Vivemos uma situação crítica. Sei do drama da população, porque minha casa também está sendo atingida, diz o prefeito. Gouveia afirmou que a Sanepar se comprometeu, em regime de urgência, a perfurar um poço para prospectar água do Aquífero Botucatu (reserva de águas profundas). A Sanepar já tem o projeto pronto e deve executá-lo em 30 dias.
Segundo Milton Borghi, gerente da Unidade de Cornélio Procópio, o novo poço aumentará a oferta de água no município em 50%. O problema se agravou nos últimos meses em consequência da estiagem e mais ainda nas últimas semanas com as obras de interligações na rede, explica o gerente.
Esta semana, a Câmara Municipal também se pronunciou contra o problema (que atinge 7 mil pessoas), enviando ofício à Sanepar reivindicando medidas urgentes. A cidade cresceu e a oferta de água diminuiu. Alguma providência deve ser tomada logo, defende o vereador José Augusto Cunha (PFL).
No início da década, com perímetro urbano menor, São Sebastião da Amoreira era abastecida apenas por duas nascentes nos arredores da cidade. Uma destas minas secou e foram perfurados dois poços artesianos, cuja oferta de água não é mais suficiente para todos os moradores. As áreas mais afetadas com o racionamento são os três novos loteamentos da cidade e dois conjuntos habitacionais o Jardim Progresso I e II.
Nestes locais, a água só aparece nas torneiras a partir da meia-noite e desaparece às 7 da manhã. Trabalho de dia, estudo em Cornélio, tenho que chegar em casa à meia-noite e ficar uma hora enchendo uma caixa dágua improvisada porque quando amanhece não tem água de novo, conta o policial militar Luis Gomes dos Santos, 31 anos. Ele diz que desde agosto de 1998 pede providências à Sanepar sem ser atendido.
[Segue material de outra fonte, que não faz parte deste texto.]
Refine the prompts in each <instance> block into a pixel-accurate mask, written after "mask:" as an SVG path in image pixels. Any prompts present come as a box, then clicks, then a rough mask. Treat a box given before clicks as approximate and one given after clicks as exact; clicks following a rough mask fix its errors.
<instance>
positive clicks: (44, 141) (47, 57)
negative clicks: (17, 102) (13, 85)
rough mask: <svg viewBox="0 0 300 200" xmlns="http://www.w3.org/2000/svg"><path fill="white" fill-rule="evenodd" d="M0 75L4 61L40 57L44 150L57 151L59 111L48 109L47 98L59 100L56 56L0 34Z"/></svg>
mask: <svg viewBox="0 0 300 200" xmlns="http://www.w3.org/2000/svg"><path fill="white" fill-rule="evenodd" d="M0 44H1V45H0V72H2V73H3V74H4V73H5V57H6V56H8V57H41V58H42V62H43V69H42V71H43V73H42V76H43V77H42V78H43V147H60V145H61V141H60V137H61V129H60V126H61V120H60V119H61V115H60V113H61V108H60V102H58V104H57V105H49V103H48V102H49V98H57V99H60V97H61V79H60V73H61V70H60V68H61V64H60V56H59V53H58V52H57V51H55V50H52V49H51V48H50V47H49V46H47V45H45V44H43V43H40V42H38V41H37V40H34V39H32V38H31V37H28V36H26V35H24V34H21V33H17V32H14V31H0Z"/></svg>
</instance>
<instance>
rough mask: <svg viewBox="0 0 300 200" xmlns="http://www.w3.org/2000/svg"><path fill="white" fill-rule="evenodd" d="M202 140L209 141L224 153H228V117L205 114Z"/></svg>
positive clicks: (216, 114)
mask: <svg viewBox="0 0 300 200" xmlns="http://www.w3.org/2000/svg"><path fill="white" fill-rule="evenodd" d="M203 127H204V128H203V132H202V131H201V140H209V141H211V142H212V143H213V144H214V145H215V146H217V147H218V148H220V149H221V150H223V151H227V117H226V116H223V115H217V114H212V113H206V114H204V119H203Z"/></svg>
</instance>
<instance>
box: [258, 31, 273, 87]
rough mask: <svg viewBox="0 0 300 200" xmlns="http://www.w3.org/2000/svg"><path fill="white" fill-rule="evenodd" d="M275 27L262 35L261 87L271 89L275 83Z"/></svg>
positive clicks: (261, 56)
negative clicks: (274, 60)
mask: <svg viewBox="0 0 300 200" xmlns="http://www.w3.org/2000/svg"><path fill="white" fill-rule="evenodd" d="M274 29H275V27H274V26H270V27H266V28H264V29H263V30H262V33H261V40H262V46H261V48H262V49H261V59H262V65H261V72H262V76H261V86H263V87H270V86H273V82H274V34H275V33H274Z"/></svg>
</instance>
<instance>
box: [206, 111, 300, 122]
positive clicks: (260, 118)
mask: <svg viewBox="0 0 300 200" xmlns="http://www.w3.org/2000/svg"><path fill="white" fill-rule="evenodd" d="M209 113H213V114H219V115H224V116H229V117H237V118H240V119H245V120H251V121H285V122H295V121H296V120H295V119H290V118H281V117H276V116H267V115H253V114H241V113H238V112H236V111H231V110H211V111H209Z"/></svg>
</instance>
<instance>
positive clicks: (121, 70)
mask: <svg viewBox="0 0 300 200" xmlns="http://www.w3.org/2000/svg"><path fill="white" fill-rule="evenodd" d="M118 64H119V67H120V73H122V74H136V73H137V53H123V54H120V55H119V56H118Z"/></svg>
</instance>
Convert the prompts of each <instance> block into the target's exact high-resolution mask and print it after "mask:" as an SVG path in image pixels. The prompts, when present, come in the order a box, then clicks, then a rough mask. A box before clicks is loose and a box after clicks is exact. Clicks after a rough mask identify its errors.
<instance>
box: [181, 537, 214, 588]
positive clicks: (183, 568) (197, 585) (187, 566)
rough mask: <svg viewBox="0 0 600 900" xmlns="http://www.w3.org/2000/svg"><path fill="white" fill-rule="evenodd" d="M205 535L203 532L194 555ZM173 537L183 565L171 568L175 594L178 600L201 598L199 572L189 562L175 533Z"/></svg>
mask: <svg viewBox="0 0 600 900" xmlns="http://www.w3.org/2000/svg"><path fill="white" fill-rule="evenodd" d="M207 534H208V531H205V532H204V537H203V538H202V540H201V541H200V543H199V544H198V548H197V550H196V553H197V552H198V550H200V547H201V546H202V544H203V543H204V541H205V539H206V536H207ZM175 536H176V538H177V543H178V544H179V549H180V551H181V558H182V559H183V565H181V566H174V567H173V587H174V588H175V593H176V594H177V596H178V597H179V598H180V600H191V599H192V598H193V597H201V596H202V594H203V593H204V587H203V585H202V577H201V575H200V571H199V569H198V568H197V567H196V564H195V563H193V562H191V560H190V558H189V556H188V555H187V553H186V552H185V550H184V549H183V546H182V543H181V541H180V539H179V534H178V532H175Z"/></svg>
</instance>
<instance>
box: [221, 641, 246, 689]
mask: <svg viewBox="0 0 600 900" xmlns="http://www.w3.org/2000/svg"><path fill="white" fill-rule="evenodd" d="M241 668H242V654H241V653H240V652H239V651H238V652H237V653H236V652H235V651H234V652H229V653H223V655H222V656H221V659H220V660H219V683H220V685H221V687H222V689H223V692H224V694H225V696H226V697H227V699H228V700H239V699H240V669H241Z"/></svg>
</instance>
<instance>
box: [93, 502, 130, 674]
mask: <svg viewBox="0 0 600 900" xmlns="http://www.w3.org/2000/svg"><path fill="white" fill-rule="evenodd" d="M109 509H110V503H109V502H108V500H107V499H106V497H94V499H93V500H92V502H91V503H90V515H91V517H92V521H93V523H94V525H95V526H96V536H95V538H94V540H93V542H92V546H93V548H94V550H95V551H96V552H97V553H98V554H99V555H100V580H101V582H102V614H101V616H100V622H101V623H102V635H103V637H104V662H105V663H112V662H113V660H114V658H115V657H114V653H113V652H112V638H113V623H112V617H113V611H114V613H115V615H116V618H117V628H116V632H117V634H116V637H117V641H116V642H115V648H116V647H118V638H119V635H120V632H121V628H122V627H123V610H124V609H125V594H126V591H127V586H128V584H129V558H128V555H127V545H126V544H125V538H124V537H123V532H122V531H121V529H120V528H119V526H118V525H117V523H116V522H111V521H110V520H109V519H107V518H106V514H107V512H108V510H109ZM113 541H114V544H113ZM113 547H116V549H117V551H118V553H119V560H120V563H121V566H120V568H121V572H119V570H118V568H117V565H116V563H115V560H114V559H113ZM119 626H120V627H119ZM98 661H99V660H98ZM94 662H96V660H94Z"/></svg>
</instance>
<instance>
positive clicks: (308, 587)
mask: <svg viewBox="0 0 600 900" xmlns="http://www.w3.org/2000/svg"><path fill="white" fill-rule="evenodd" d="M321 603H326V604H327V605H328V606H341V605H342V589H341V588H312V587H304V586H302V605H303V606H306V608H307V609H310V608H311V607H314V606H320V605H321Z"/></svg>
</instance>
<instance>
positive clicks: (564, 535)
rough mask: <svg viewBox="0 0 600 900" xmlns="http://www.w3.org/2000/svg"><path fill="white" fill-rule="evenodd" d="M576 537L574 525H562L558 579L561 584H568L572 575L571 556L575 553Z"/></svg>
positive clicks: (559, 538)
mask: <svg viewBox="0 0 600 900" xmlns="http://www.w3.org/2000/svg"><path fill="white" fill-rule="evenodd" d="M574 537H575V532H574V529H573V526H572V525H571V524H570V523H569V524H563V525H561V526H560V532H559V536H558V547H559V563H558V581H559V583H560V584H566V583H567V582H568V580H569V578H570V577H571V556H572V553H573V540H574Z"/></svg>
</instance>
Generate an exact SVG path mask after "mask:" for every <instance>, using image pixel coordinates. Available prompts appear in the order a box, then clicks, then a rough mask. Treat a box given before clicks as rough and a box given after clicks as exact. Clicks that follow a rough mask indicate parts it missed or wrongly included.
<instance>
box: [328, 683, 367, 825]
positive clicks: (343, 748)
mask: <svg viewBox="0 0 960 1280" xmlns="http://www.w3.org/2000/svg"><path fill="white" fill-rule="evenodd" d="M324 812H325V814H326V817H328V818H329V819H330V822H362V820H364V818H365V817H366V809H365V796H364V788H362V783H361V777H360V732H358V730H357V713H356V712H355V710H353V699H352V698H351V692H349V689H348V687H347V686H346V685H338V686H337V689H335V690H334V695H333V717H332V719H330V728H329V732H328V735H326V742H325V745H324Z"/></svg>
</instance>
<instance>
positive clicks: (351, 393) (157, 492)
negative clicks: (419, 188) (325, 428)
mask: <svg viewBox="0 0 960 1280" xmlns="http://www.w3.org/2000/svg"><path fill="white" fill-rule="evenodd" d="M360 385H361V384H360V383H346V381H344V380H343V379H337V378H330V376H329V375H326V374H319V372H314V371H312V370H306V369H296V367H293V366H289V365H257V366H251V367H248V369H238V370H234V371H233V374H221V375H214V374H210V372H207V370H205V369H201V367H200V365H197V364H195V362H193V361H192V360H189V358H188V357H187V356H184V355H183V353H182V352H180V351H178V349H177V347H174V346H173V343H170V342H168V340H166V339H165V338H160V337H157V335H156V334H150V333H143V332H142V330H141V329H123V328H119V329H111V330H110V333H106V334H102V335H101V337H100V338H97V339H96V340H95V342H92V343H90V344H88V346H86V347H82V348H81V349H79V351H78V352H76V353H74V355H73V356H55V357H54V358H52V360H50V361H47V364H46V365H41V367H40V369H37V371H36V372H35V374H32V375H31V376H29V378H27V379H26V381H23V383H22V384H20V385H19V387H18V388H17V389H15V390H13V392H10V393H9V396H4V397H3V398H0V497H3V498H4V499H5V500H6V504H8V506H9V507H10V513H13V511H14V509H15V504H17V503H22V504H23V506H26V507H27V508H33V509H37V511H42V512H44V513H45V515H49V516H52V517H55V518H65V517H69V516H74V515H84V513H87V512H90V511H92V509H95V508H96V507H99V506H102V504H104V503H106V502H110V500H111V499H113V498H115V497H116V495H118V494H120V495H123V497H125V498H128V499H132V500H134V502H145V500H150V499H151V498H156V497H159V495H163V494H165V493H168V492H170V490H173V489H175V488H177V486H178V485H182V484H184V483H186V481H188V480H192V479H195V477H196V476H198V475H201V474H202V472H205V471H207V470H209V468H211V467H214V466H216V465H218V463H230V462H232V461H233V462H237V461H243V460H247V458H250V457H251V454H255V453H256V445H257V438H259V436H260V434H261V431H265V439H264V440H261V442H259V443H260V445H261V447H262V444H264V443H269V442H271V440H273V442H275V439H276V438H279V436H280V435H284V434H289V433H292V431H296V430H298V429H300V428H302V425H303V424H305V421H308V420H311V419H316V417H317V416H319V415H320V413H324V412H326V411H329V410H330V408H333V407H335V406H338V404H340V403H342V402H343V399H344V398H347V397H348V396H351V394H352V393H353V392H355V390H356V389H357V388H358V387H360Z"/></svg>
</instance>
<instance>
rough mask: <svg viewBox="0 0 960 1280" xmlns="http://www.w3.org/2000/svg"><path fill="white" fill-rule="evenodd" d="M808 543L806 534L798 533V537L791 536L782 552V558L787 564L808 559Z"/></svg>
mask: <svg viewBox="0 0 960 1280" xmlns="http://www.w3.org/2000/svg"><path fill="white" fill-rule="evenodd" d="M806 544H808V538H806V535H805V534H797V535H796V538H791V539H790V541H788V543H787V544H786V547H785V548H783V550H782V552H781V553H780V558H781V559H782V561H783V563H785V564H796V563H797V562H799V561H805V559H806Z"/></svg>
Outro morador do Jardim Progresso I, Gesnel Ferreira Lopes, 52 anos, funcionário do Hospital Municipal (que também está sendo afetado), lembra que a água chega turva, parecendo água de enxurrada. Trabalho do meio-dia às oito e tenho que esperar até meia-noite para tomar banho, reclama o frentista Fabiano Gaspar, 24 anos.
Com relação aos usuários que reclamam que o serviço de abastecimento era melhor quando era municipal, o gerente regional lembra que até 1991, quando a Sanepar assumiu o sistema, a qualidade da água era péssima, sem nenhum tratamento e a cidade vivia um estado de calamidade pública. Em 1992, com o tratamento padrão da Sanepar, o índice de infeccões gastrointestinal infantil diminuiu 98%, rebate Borghi.